Nessa ala se enquadram os casos recentes dos filhos dos deputados federais João Leão (PP) e Mario Negromonte (PP) – Carlos Felipe Leão (PP), o Cacá Leão, e Mário Negromonte Junior (PP) – que, pela primeira vez, são prováveis candidatos a deputado estadual. Eles são bons exemplos de que, para muitos que têm parentes políticos – com base eleitoral estruturada e o caminho das pedras pronto para patrocínio de campanha – fica fácil entrar na vida pública.

Cacá aguarda decisão do PP para ver se a candidatura vai esbarrar na do deputado estadual Roberto Muniz , alto clero no partido, que teria mesma base eleitoral que a sua, em Lauro de Freitas, onde seu pai, João Leão, foi prefeito. Por que quer ingressar na vida pública? “Levanto a bandeira ampla dos jovens, do mercado de trabalho, da infraestrutura de estradas no Estado”, alega.

Ele admite, porém, que ser filho de deputado federal abre portas e, mesmo debutante, já fala como político de verdade: “Fui criado numa escola que não é feita de promessas, mas de realização”. E o pai, João Leão, ainda diz que preferia que ele fosse empresário, “como o filho de José de Alencar (PRB) que preside a Coteminas”.

Corporativismo – Famílias com tradição na política têm, é claro, em todo lugar boas condições competitivas nessa área, diz o cientista político Paulo Fábio Dantas (ver artigo na pagina seguinte): “Mas isso não se deve a nenhuma razão específica do sistema político, ou da tradição política. É um traço corporativo da sociedade. Basta ver o que ocorre entre advogados, médicos, dentistas” .

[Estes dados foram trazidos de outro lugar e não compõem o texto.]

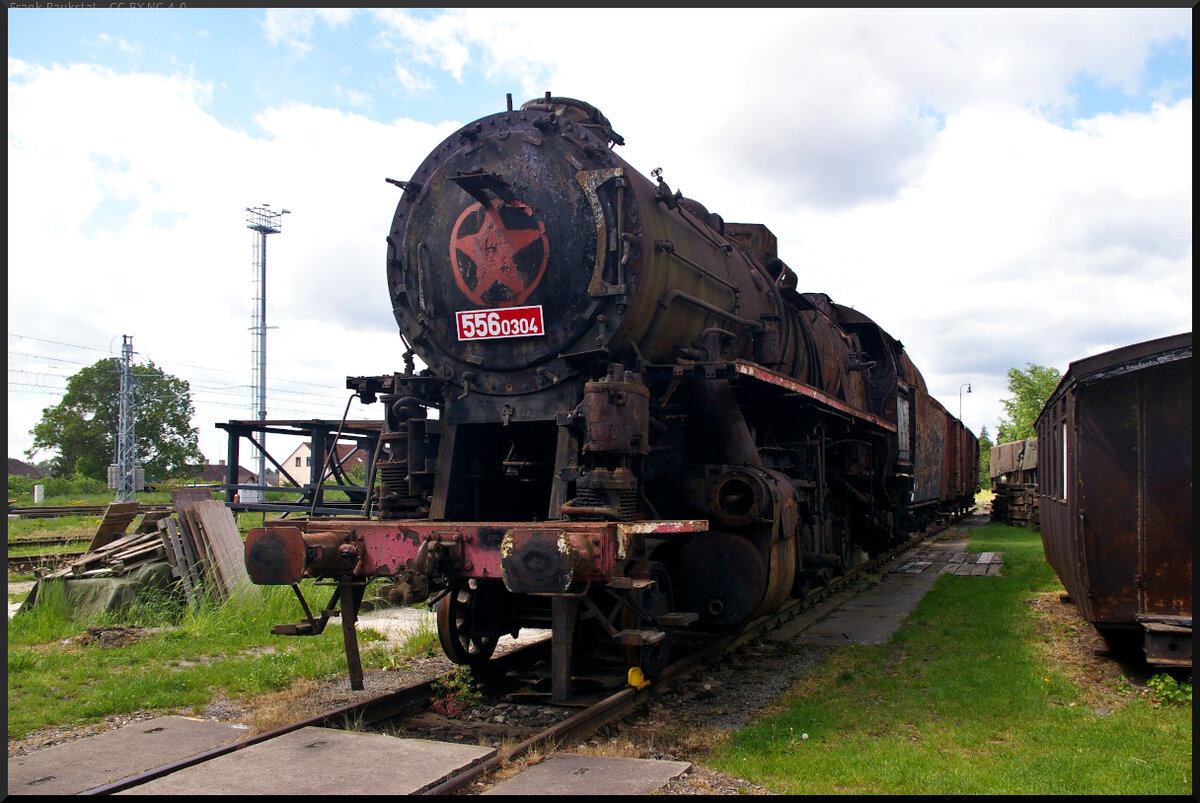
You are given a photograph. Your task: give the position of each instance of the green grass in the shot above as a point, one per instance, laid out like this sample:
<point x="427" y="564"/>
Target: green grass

Corporativismo, sim, e dinheiro para colocar em prática o projeto. Da parte dos clãs já consolidados, seus principais expoentes, hoje, são o senador ACM Junior e o deputado federal ACM Neto (DEM), do patriarca Antonio Carlos Magalhães. Tem também o vereador Paulo Magalhães Jr., primo de Neto, e seu pai, o deputado federal Paulo Magalhães, que concorre à reeleição esse ano.

O prefeito de Salvador, João Henrique (PMDB), por sua vez, é um dos filhos do senador João Durval Carneiro (PDT), assim como o deputado federal Sergio Carneiro (PT). A família tenta, agora, emplacar pela segunda vez Luiz Alberto, o Lue, (PSB), no Legislativo estadual. Além disso, a esposa de João, Maria Luiza (PSC), foi eleita deputada estadual com 56.563 votos em 2006. Este ano, deve tentar a reeleição. Ligado à família está o deputado federal Sergio Brito (PDT), casado com a irmã de Maria Luiza. Enquanto o clã de ACM está no DEM – à exceção de Paulo Magalhães Jr. que mudou em setembro para o PSC – os Carneiro são ecléticos: PDT, PMDB, PSC, PT e PSB.

Embora não sejam numerosos, não se pode esquecer dos Vieira Lima. Afrísio foi vereador e deputado estadual e federal. Seu filho, Geddel, deputado federal. O irmão de Geddel, Lúcio, era chefe de gabinete do então deputado Geddel. Quando o irmão virou ministro e se licenciou da presidência estadual do PMDB, ele assumiu a presidência do partido e desde então se prepara para herdar do irmão bases eleitorais para se eleger deputado federal. Geddel, este ano, concorre ao governo do Estado.